By reservation 2

By reservation

Fondue bourguignonne:

There was a time when shepherds and peasants did not have the luxury of going home and having a leisurely lunch sitting at the table. They ate in the fields serving themselves all together from the same pot where they had cooked their meal. This is how fondue bourguignonne was born, an ancient specialty of mountain cuisine that combines the pleasure of freshly cooked meat with the pleasure of being together.

The best choice of meat for this recipe is beef sirloin, which should be boned and cut into cubes no larger than two centimeters on each side.

It is then up to each diner to skewer it with a metal skewer and dip it in the boiling oil of the caquelon, the classic pot placed on a stove in the center of the table. It only takes a few moments to have a well-cooked and flavorful bite.

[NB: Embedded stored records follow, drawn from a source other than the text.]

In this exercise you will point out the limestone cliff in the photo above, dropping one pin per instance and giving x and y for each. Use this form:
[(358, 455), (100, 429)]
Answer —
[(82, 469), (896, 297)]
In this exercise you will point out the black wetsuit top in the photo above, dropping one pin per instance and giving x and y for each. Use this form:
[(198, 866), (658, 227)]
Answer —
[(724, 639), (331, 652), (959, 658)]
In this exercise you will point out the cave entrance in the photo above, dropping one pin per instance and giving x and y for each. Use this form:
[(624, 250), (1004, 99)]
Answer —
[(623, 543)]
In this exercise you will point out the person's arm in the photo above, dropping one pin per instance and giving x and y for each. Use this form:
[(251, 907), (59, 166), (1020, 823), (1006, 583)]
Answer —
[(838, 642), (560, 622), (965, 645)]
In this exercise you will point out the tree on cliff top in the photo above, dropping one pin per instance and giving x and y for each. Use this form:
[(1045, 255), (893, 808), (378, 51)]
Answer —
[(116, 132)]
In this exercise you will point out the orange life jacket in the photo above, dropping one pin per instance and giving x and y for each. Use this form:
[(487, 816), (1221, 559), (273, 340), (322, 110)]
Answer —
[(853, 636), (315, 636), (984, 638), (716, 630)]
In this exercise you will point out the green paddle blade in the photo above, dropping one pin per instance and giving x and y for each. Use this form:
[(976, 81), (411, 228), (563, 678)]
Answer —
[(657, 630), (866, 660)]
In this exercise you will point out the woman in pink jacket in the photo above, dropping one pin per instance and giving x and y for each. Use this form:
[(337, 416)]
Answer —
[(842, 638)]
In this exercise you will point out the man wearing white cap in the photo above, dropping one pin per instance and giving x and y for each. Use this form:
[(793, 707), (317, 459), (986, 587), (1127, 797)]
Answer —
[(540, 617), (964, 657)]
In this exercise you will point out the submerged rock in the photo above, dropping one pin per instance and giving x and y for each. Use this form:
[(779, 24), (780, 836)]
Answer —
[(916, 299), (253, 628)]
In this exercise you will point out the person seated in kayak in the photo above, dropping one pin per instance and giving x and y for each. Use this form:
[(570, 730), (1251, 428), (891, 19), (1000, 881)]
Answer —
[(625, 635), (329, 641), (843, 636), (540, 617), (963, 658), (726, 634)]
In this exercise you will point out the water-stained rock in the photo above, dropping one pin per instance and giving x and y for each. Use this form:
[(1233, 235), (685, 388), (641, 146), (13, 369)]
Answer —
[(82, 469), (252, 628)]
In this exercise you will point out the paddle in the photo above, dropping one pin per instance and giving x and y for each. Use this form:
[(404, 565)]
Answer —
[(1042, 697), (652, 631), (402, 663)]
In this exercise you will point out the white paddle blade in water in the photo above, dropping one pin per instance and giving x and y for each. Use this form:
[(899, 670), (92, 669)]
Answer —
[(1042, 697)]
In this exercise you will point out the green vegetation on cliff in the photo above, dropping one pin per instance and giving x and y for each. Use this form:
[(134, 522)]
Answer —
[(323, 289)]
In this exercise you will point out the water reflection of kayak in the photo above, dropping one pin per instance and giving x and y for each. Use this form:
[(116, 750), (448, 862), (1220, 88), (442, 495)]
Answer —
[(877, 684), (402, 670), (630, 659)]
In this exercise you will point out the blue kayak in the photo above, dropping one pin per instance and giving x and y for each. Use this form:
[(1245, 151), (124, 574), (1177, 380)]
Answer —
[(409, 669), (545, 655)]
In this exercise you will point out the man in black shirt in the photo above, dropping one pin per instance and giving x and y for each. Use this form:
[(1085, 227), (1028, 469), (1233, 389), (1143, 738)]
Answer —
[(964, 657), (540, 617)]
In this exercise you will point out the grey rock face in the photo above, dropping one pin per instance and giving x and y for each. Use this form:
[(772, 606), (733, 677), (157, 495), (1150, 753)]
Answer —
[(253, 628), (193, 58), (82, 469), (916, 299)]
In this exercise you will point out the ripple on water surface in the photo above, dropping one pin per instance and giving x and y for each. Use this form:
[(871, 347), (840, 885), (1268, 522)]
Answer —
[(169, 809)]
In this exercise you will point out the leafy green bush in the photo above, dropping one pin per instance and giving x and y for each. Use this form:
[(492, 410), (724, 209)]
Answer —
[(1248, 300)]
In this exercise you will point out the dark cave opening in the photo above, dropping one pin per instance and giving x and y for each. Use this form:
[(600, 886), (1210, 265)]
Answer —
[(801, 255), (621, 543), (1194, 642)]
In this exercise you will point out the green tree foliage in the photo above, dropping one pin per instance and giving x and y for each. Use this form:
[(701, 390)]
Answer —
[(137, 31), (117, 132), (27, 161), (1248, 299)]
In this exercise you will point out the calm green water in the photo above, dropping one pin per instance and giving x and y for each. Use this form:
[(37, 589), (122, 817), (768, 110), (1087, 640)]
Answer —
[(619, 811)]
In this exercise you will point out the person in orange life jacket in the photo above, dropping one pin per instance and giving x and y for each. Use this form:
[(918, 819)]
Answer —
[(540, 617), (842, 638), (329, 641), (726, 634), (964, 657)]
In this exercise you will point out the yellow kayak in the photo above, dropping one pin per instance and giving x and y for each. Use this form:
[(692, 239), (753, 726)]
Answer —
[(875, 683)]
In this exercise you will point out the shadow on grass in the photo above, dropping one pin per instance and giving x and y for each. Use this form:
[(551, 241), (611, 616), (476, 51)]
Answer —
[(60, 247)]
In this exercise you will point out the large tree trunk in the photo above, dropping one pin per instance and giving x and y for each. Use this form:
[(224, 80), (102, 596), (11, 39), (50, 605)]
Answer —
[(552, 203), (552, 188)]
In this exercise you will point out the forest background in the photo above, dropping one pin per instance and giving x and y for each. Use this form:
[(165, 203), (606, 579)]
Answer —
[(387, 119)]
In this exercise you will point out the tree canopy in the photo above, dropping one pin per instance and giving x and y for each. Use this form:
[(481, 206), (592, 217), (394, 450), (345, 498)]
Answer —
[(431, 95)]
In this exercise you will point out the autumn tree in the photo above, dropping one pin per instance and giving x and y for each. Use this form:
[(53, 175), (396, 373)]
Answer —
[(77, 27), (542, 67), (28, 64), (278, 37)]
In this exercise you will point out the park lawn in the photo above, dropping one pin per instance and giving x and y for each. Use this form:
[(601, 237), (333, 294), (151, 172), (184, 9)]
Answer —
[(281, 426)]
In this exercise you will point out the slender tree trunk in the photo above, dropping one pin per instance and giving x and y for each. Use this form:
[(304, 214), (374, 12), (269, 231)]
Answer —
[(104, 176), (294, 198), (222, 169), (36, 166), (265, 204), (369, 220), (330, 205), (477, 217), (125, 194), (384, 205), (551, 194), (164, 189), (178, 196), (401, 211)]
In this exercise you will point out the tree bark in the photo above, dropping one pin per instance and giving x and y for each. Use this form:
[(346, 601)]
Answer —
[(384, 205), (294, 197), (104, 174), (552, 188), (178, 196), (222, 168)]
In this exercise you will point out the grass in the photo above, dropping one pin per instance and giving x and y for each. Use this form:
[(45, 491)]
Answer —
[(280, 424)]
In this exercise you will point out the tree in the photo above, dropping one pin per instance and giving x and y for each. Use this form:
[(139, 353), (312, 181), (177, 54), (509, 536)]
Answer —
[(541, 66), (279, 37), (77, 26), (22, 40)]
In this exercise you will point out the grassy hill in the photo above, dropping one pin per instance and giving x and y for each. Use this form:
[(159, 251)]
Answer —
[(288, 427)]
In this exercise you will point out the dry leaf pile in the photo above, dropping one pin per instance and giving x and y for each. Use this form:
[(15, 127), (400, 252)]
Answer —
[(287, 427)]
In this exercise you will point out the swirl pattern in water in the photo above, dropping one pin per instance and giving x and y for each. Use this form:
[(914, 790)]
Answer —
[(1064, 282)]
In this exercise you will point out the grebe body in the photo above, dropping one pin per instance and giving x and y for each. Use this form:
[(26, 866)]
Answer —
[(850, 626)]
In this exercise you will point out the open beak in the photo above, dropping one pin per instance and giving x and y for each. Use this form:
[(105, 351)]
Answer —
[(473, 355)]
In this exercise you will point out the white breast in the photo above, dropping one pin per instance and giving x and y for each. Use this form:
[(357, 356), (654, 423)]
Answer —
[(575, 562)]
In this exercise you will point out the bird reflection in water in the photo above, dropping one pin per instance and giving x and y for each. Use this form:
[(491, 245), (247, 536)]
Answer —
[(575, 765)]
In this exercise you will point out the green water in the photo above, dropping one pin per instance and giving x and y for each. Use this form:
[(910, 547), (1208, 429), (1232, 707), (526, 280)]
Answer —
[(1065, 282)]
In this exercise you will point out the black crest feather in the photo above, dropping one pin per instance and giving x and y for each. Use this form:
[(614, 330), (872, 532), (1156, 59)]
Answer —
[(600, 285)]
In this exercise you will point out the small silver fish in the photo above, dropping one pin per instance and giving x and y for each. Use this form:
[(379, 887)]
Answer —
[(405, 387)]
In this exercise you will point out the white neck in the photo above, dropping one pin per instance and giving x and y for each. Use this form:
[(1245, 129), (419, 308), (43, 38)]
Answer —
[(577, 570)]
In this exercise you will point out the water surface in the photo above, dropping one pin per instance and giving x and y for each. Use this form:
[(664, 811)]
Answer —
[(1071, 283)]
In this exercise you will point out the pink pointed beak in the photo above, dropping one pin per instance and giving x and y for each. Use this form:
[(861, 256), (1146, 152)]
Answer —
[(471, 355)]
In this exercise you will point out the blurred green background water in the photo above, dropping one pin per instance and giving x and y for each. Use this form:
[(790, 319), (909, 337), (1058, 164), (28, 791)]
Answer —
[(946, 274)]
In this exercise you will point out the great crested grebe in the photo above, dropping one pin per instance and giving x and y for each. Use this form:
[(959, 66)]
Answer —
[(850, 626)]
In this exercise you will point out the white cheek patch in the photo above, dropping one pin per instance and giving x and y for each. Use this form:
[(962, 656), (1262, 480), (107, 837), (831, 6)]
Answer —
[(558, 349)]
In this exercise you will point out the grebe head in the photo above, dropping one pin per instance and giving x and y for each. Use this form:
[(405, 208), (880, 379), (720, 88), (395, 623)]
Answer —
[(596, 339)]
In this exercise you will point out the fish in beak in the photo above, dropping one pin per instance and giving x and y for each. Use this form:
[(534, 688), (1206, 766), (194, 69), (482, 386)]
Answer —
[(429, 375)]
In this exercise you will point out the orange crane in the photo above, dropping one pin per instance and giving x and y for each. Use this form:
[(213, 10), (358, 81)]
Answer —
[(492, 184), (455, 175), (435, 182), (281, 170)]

The flavor of the meat is then enhanced by dipping it in one of several small bowls of sauces with which we accompany it.

Fondue alla valdostana:

Fondue alla valdostana is the famous melted cheese specialty that has its origins in the practical needs and bonds of solidarity that united mountain people. It was a simple dish to prepare even for those who, like farmers and shepherds, found themselves in the middle of the woods or on the meadows: all that was needed to cook it was a fire, a pot, milk, fontina cheese and some hard bread. It mattered little if plates and cutlery were missing.

All that was needed was the tip of a small knife to pierce and dip the bread into the cream. And if a passing traveler asked to join the meal, it was always welcome.

To accompany this hearty dish we suggest a Valdostan Chardonnay or a Chambave Moscato doc.

Bagna caoda:

Once upon a time, bagna caoda was a poor man's dish, a sauce created to season those vegetables that the gardens and seasons were able to offer the mountain people.

The wealthy classes despised it because of the simplicity of the ingredients and the presence of garlic, a condiment, on the other hand, much loved by the people not only for the flavor that enriched the dishes but also for its medicinal virtues so much so that the saying was born that L'aja l'è le spesiari di paisan (Garlic is the farmer's pharmacist).

Today, bagna caoda is a gastronomic delicacy as well as one of the classic recipes of convivial cuisine.

We bring the dian to the table, where it will rest on a small stove that will keep the dish hot, along with an assortment of raw vegetables to dip in the sauce: cardoons, peppers, savoy cabbage, cauliflower, onions, carrots, and leeks.


We wanted the best testimonial who could describe the goodness of raclette, and our choice could only be Heidi, the most famous child in children's literature.

We remember the passage in which the protagonist of Johanna Spyri's book gets acquainted with her gruff but generous grandfather. He sees that she is hungry, and to refresh her he exposes a large piece of cheese skewered on a long iron fork to the heat of the hearth. When it is well toasted he spreads a slice of it soft as butter on a piece of bread which he offers to the little girl. She finds it simply delicious.

Once upon a time this humble dish constituted along with a cup of milk the only meal of many shepherd families. With the arrival in the mountains of tourism and wellness, it has become a favorite dish at Alpine après-skis. Of course, today it comes with more ingredients.

In fact, after melting the cheese slices in a tray and scraping them (racler in French, hence the name of the recipe) we offer them hot along with a mixture of boiled potatoes, spring onions and pickled gherkins.